Interestingly, or ominously, the imposing figure glowering over them was that of King George III -- the last British monarch to bear the separate title of King of Ireland before the 1801 Act of Union which renamed his domain as the 'United Kingdom of Great Britain and Ireland'.
And now a sabre-rattling Scot is causing trouble for the kingdom. But instead of striding into Dublin sporting blue paint on his ample visage, a la William Wallace, Alex Salmond contented himself with pointedly wearing a red-and-green tartan tie. And surely it was pure coincidence that sitting on the other side of Enda were Nick Clegg in a red tie and Peter Robinson in one of white and blue?
Inevitably the first question from the media was about whether the jig was up for Scotland. "Why did I assume the first question was going to be about the council?" half-joked Enda.
Alex wouldn't be pacified.
"We have a mandate to hold a referendum on the constitution and it is important that we can take forward these plans so that the people of Scotland can determine their future," he reiterated, although he extended a small olive-branch in the form of an invitation to Nick and David Cameron to attend talks in Edinburgh or London.
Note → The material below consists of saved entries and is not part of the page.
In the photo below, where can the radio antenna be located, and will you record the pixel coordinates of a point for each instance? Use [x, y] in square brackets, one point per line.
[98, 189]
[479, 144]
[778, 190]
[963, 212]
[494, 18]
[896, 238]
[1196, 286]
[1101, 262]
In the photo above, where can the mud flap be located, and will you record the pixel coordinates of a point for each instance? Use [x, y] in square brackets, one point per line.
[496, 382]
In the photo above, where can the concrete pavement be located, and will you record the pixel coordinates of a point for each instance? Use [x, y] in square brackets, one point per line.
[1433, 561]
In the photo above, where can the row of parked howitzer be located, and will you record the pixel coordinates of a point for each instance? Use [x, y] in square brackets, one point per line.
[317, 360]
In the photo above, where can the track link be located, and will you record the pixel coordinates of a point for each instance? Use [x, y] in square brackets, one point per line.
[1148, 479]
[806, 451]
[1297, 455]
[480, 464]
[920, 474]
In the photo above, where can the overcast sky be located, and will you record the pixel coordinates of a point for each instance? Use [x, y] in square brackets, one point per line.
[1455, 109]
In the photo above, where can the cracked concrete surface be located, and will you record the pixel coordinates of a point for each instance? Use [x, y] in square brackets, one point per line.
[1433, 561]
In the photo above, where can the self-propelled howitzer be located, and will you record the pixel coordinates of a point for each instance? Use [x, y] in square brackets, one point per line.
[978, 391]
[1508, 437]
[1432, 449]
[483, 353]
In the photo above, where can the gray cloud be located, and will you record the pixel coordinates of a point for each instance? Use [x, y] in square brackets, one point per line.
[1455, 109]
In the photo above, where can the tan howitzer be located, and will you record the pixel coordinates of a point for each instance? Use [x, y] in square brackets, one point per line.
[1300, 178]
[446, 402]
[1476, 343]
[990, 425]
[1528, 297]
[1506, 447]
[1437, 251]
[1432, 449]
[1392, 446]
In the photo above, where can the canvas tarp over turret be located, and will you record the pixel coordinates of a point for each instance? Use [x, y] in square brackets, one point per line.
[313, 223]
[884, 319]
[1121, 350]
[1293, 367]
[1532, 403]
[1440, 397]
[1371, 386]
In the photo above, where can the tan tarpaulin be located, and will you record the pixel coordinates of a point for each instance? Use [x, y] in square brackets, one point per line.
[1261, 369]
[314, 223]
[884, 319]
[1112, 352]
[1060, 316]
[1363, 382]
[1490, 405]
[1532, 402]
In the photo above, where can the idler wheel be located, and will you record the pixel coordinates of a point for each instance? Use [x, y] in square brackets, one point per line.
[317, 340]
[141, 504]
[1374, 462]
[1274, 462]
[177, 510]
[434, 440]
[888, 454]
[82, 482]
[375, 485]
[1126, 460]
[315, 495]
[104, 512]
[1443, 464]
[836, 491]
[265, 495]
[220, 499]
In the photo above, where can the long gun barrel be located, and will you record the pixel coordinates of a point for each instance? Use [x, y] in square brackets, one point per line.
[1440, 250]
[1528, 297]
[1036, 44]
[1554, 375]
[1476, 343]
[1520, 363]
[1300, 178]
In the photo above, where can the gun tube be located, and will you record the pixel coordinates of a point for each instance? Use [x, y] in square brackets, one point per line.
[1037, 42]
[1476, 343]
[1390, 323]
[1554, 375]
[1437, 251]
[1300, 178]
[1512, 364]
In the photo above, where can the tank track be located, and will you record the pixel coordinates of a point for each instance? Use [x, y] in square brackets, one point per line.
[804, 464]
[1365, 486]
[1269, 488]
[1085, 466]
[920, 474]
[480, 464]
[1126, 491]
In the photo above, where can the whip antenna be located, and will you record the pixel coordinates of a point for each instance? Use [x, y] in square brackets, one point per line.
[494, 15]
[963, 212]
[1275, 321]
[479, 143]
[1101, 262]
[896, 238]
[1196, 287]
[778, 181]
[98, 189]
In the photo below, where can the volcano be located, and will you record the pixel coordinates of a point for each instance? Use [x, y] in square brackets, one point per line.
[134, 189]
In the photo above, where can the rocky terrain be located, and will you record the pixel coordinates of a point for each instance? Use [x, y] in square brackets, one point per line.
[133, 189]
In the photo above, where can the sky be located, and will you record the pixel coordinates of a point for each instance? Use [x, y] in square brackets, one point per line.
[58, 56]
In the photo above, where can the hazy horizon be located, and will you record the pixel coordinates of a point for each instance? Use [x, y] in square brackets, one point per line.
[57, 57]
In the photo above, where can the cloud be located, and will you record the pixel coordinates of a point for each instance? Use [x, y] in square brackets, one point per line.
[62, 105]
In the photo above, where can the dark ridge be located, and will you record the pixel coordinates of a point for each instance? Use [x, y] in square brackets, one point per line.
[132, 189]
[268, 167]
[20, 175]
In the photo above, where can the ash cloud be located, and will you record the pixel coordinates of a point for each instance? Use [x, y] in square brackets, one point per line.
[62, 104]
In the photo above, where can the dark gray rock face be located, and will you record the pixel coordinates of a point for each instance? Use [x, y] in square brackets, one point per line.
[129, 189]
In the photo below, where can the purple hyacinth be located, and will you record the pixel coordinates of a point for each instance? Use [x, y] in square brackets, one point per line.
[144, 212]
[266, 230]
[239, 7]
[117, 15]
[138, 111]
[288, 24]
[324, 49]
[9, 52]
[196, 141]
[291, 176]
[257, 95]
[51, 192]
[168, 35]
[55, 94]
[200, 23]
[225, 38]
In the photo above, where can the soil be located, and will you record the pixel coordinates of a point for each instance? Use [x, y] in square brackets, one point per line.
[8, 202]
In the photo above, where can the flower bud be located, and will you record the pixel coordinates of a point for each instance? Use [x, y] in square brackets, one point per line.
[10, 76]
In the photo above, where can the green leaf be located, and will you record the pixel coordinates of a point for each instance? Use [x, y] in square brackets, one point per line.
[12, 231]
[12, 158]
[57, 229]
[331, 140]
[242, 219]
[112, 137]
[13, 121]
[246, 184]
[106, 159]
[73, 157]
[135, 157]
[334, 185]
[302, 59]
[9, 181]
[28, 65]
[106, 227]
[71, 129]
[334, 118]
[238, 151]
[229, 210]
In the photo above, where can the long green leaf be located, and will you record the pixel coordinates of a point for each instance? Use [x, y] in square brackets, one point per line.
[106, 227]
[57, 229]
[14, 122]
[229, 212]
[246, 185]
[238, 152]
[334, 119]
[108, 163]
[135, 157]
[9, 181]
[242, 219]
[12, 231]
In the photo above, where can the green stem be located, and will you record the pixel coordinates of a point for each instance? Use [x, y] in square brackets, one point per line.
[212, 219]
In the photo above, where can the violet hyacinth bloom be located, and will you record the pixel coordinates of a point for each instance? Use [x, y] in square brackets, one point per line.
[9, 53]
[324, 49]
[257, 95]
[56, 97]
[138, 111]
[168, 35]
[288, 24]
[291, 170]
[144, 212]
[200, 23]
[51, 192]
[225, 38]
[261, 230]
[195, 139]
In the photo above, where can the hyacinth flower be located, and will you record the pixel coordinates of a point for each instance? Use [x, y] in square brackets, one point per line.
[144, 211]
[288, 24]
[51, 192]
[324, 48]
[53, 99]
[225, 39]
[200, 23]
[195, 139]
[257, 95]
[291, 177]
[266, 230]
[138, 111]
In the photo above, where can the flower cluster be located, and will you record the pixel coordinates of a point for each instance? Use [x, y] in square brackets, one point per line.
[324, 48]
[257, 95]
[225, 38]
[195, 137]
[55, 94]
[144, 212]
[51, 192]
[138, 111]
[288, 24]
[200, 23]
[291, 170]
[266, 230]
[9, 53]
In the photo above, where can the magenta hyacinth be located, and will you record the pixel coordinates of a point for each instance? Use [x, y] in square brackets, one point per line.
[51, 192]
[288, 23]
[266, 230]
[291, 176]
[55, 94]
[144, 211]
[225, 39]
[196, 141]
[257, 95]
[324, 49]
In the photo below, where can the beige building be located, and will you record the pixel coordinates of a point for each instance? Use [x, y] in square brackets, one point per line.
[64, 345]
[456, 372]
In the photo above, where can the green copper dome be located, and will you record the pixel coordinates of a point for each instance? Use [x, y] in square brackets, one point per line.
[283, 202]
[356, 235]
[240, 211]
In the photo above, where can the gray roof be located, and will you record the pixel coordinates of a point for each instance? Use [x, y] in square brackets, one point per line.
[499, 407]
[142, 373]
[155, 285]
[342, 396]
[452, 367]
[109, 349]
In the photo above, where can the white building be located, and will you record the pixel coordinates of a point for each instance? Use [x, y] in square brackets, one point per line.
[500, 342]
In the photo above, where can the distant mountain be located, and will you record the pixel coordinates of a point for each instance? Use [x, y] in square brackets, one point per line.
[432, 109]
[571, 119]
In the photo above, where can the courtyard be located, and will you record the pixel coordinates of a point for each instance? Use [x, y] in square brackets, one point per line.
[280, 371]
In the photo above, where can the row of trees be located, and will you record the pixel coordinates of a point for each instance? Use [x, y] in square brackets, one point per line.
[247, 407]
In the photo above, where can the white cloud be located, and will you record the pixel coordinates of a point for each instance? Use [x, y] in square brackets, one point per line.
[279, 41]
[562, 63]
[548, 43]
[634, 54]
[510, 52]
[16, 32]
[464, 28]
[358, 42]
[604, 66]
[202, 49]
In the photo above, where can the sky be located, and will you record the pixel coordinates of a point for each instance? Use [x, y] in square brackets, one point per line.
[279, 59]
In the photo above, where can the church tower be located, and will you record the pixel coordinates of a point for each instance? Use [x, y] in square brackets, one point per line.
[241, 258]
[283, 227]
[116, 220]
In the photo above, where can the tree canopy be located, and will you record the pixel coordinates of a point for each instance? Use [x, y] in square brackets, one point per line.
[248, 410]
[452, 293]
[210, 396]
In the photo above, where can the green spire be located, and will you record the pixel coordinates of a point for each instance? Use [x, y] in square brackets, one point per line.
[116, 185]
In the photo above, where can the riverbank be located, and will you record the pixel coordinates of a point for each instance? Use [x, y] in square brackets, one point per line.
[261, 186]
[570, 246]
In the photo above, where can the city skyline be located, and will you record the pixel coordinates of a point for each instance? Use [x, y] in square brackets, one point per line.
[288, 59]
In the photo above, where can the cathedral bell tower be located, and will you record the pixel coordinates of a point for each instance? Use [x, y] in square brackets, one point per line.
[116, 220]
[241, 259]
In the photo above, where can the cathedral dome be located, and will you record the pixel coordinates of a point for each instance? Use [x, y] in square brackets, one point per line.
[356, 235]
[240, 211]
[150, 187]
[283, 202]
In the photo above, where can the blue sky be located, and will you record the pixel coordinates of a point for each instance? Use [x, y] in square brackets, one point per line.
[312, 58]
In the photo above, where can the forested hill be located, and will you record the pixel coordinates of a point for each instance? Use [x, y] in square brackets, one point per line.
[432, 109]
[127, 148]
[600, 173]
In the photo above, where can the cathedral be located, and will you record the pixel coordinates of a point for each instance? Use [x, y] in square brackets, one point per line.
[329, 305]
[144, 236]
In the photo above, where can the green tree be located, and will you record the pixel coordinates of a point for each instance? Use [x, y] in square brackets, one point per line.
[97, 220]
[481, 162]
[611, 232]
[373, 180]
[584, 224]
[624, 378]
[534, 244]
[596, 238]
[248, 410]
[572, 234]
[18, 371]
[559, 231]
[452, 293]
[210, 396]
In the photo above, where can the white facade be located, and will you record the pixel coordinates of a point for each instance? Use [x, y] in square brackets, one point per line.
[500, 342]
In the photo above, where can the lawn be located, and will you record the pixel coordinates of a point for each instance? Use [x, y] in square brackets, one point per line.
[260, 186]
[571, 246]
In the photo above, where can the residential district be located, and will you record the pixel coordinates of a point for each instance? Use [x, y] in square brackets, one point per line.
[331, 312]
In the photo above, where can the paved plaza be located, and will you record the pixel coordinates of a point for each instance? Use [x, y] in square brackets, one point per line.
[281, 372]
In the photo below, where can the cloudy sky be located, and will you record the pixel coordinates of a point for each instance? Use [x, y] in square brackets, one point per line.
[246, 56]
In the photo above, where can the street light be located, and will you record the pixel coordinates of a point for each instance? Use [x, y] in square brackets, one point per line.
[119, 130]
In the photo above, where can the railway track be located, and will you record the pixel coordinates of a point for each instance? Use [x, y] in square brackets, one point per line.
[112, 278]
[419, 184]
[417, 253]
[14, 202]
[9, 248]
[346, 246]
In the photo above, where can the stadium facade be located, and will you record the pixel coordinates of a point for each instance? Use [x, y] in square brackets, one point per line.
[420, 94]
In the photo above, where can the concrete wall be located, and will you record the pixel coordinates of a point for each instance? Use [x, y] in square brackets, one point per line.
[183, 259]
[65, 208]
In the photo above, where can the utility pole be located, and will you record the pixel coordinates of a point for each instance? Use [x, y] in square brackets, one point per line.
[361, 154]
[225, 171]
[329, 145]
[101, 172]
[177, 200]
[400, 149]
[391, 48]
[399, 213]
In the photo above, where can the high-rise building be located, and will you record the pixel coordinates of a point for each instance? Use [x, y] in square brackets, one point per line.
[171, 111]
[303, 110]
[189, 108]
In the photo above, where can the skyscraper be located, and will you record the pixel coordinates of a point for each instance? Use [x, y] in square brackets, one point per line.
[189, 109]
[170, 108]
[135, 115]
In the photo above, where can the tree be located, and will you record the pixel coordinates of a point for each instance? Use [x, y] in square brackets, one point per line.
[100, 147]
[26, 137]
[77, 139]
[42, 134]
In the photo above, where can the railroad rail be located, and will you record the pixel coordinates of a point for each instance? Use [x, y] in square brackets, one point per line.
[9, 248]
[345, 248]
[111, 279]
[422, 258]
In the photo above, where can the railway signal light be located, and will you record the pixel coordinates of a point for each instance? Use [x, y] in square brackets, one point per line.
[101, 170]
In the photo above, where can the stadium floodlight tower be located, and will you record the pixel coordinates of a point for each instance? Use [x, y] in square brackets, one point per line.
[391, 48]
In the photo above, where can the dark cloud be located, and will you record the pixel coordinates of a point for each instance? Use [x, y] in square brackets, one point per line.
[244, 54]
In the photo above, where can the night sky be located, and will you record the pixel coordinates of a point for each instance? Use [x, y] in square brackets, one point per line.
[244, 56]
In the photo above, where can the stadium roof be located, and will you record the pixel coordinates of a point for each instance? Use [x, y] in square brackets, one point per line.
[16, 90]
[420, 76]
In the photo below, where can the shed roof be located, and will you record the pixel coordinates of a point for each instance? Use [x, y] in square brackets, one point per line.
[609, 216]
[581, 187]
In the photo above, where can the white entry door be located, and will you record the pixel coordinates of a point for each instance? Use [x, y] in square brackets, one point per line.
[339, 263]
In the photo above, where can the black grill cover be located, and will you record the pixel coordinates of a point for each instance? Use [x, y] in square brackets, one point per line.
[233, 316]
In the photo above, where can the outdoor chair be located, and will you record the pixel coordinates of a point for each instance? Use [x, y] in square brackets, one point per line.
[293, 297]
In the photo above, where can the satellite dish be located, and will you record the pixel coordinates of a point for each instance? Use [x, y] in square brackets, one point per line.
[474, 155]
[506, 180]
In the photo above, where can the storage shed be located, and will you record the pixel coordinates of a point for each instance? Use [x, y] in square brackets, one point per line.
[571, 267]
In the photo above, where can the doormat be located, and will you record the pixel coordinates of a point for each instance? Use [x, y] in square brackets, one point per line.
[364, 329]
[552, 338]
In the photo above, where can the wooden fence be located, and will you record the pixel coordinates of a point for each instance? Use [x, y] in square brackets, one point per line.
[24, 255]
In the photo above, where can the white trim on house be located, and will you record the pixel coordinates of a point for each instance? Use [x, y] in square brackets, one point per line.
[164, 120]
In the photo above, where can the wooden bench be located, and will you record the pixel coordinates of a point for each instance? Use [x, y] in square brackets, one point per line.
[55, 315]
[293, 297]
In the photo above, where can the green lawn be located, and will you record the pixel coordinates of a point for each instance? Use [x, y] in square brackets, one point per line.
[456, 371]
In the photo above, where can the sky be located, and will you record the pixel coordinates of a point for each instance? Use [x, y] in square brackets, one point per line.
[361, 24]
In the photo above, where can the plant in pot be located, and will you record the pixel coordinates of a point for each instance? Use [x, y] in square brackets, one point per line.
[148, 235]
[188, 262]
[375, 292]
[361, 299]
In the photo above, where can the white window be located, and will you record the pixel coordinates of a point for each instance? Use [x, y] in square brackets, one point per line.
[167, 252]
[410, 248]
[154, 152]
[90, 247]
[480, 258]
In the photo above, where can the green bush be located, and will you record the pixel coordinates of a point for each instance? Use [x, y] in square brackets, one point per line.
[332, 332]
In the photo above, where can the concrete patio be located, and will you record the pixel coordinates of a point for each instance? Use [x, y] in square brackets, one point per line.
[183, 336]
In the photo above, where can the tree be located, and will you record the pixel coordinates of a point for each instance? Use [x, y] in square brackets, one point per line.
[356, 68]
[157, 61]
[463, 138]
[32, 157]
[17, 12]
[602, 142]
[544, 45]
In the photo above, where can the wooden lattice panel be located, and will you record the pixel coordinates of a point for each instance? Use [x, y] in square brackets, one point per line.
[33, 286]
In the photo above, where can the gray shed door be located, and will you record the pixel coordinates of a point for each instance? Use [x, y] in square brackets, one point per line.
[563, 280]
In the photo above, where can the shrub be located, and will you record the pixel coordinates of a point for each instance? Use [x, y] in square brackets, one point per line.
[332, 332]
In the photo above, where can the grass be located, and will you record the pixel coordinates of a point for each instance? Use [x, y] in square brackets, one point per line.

But Nick Clegg felt a bit feisty himself. "I wasn't aware that Alex had said that the British government is somehow bullying, but, look, I don't think Alex should be so jumpy," he retorted, before questioning just why the Scottish minister was up in arms in the first place.
"That's why we have actually -- far from intimidating or bullying anybody -- we have actually said we will give to the Scottish government, to clarify any legal ambiguities, the power to hold a referendum," he said, flashing a smile in the direction of the Scot.
But then Nick fired the first shot for the Sassenachs, adding: "People want to know answers to some basic questions -- what does independence for Scotland mean for themselves, their children, their families, their communities, their jobs? What does it mean for their currency?
"What does it mean for debt? What does it mean for banks which are in distress? What does it mean for defence bases?" he said, none-too subtly.
The others wisely stayed out of the fray.
"I think if what we've seen over the last few days is a trailer of things to come, unless we like seeing the sight of our own blood, we might want to stand back somewhat," observed the North's First Minister Peter Robinson, while the Taoiseach was even more blunt.
"Believe you me, I've no intention of getting involved in what are the responsibilities and the rights of other parliaments and other people," he dodged. Phew.
The North's deputy first minister saw an opening for a bit of devilment. "Peter Robinson and I have a castle in Belfast and I'm sure we would be able to make it available for peace talks between Britain and Scotland," he grinned.
Good grief. The world is upside down for sure when Martin McGuinness is offering the Brits and the Scots the loan of the hall in Stormont for peace-talks. Outside the room, there was a faint whirring sound. It was King George III, revolving in his grave.